Although there is no clear standard timing about the operation, if the pineal cyst is considered to be the cause of the hearing impairment, operation for pineal cyst should be performed before the condition becomes a hard of hearing impairment.

The mechanisms underlying glial cyst formation and growth remain unclear. There have been several hypotheses regarding the growth of preexisting pineal cysts, including hormonal changes and hemorrhage following pineal apoplexy.16,17) Kang et al. demonstrated the communication between cysts and the third ventricle, with to-and-from cerebrospinal fluid movement, playing major roles in preexisting cyst growth.7) However, this hypothesis is inconsistent with our case, as we did not observe such communication.
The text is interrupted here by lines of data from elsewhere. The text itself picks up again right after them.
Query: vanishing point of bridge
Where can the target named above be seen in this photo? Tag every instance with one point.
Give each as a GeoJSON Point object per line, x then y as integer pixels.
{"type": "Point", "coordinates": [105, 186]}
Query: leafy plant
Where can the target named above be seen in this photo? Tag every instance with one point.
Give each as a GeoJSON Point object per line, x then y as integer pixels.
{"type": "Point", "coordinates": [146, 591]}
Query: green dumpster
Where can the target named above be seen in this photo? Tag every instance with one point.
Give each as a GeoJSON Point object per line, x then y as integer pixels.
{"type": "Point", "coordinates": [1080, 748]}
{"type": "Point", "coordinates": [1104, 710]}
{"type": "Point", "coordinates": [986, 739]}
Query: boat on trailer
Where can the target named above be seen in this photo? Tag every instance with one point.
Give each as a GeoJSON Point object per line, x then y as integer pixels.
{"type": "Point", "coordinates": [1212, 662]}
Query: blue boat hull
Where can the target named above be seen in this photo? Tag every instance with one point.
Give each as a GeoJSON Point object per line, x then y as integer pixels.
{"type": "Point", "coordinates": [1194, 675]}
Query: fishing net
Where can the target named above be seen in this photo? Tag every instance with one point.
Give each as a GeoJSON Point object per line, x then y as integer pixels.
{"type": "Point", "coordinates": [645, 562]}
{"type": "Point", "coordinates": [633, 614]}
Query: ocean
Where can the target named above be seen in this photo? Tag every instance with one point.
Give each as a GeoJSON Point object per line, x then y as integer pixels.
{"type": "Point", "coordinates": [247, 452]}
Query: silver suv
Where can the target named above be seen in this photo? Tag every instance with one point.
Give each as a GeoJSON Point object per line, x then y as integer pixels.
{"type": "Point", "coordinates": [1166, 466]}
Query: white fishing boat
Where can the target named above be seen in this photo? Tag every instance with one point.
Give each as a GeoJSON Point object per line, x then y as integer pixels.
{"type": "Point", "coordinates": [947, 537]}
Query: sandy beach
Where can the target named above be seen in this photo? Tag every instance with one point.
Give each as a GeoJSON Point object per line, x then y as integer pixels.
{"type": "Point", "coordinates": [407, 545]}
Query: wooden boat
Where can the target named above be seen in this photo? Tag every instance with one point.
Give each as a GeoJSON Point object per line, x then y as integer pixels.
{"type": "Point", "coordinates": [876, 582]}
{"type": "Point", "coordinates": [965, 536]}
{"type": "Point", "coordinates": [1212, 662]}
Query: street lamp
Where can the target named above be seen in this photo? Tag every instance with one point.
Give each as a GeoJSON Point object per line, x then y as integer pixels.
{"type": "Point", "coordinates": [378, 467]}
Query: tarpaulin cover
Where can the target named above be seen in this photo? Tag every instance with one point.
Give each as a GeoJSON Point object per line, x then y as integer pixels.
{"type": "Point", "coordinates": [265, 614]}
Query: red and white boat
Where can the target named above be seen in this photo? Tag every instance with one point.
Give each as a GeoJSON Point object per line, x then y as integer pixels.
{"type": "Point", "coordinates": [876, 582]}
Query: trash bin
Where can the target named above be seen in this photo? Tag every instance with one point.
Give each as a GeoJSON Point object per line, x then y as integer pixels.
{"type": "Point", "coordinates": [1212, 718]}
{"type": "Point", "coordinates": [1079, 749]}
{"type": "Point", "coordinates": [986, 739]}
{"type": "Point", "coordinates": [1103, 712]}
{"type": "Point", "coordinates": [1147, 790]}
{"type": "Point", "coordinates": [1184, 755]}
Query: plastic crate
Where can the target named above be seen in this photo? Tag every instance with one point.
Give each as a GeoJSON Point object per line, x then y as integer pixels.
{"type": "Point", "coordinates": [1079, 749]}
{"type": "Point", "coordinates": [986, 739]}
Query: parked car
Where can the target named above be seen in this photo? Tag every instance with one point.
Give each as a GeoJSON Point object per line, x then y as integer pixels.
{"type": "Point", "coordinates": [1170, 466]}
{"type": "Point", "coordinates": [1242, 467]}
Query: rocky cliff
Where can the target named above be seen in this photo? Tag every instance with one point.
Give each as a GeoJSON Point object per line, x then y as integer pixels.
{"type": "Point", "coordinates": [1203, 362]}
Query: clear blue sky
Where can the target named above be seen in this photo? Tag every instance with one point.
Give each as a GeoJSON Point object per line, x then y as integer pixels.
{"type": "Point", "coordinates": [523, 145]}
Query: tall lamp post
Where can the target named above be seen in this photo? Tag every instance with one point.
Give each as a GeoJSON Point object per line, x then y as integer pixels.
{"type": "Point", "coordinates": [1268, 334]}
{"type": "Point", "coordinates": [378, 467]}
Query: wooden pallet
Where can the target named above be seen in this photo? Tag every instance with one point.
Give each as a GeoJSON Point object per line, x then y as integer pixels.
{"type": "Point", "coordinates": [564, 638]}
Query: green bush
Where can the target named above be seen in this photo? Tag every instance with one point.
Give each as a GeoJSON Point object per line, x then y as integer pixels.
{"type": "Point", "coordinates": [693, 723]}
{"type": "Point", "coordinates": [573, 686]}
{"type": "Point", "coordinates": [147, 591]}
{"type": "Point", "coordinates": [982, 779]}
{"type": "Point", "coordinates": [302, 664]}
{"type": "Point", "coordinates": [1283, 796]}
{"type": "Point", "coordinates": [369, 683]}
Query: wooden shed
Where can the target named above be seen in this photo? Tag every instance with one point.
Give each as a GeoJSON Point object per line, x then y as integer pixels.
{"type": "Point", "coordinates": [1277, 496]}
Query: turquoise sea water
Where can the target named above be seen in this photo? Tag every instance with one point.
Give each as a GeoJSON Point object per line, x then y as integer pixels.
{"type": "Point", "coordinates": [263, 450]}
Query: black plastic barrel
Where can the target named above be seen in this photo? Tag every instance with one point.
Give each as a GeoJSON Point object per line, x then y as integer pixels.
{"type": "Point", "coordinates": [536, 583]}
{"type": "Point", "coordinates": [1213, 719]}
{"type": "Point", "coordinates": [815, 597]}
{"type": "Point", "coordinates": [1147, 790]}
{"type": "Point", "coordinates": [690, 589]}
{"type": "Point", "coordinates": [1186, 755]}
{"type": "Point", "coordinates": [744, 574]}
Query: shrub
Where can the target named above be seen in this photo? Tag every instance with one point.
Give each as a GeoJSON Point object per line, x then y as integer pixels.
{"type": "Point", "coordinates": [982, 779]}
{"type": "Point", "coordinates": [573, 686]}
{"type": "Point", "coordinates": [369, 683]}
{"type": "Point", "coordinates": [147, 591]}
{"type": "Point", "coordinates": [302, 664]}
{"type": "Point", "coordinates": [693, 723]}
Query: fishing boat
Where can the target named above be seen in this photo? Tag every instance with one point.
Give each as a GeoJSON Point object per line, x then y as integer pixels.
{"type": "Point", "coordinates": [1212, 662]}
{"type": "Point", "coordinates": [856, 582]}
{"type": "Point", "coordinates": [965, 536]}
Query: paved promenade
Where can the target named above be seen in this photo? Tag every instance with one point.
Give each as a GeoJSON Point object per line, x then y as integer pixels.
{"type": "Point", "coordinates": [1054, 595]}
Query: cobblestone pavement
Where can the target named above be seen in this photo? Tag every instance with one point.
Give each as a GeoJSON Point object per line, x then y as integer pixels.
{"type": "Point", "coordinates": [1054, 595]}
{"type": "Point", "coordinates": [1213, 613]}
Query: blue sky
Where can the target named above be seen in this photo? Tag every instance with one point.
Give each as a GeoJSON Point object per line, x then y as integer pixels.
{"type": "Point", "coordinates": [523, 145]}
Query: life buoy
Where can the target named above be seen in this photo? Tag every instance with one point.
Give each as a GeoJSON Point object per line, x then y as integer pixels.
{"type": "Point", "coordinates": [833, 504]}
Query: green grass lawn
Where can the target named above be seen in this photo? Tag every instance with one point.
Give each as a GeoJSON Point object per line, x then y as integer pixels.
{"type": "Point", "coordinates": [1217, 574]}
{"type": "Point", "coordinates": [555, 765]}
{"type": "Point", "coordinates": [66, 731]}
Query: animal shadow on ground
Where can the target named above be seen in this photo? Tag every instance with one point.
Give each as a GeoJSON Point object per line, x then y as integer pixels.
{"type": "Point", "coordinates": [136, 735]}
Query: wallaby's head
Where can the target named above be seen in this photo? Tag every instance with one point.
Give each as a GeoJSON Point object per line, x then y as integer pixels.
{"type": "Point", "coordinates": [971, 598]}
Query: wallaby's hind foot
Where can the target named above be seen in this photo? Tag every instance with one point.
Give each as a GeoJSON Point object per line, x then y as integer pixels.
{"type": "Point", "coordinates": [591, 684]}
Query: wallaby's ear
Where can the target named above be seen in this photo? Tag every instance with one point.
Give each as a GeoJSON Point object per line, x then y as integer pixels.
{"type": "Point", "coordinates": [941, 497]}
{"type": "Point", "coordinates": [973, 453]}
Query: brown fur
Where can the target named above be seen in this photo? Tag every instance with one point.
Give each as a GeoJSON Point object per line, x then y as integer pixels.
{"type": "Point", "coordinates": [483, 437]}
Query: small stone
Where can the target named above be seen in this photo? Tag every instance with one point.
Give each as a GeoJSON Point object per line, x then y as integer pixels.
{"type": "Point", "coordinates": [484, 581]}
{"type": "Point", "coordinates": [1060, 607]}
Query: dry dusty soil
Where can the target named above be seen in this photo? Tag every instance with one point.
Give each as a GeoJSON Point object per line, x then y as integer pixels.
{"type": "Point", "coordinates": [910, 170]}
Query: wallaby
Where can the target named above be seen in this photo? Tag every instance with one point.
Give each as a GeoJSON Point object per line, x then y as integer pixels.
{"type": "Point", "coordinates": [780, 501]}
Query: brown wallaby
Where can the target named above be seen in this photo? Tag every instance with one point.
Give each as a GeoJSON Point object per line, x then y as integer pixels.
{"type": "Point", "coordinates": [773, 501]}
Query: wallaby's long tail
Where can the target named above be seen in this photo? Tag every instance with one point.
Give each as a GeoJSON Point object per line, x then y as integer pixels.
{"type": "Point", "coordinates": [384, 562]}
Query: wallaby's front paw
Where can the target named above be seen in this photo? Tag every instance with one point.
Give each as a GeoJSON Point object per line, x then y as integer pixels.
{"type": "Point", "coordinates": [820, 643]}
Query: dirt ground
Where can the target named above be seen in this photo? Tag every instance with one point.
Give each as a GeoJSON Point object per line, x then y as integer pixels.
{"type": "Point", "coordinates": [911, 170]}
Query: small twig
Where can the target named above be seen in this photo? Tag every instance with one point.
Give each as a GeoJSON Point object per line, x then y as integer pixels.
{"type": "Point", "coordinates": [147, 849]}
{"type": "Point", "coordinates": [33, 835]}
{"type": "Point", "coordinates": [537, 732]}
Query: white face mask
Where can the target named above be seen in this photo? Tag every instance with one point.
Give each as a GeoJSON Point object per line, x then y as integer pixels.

Generally, pineal cysts are usually incidentally detected and remain asymptomatic without changes in size upon follow-up imaging assessments. However, for patients with pineal cysts associated with progressive hearing impairment, as in the present case, surgery could improve hearing acuity.

Conflicts of Interest Disclosure

The authors declare that they have no competing interests.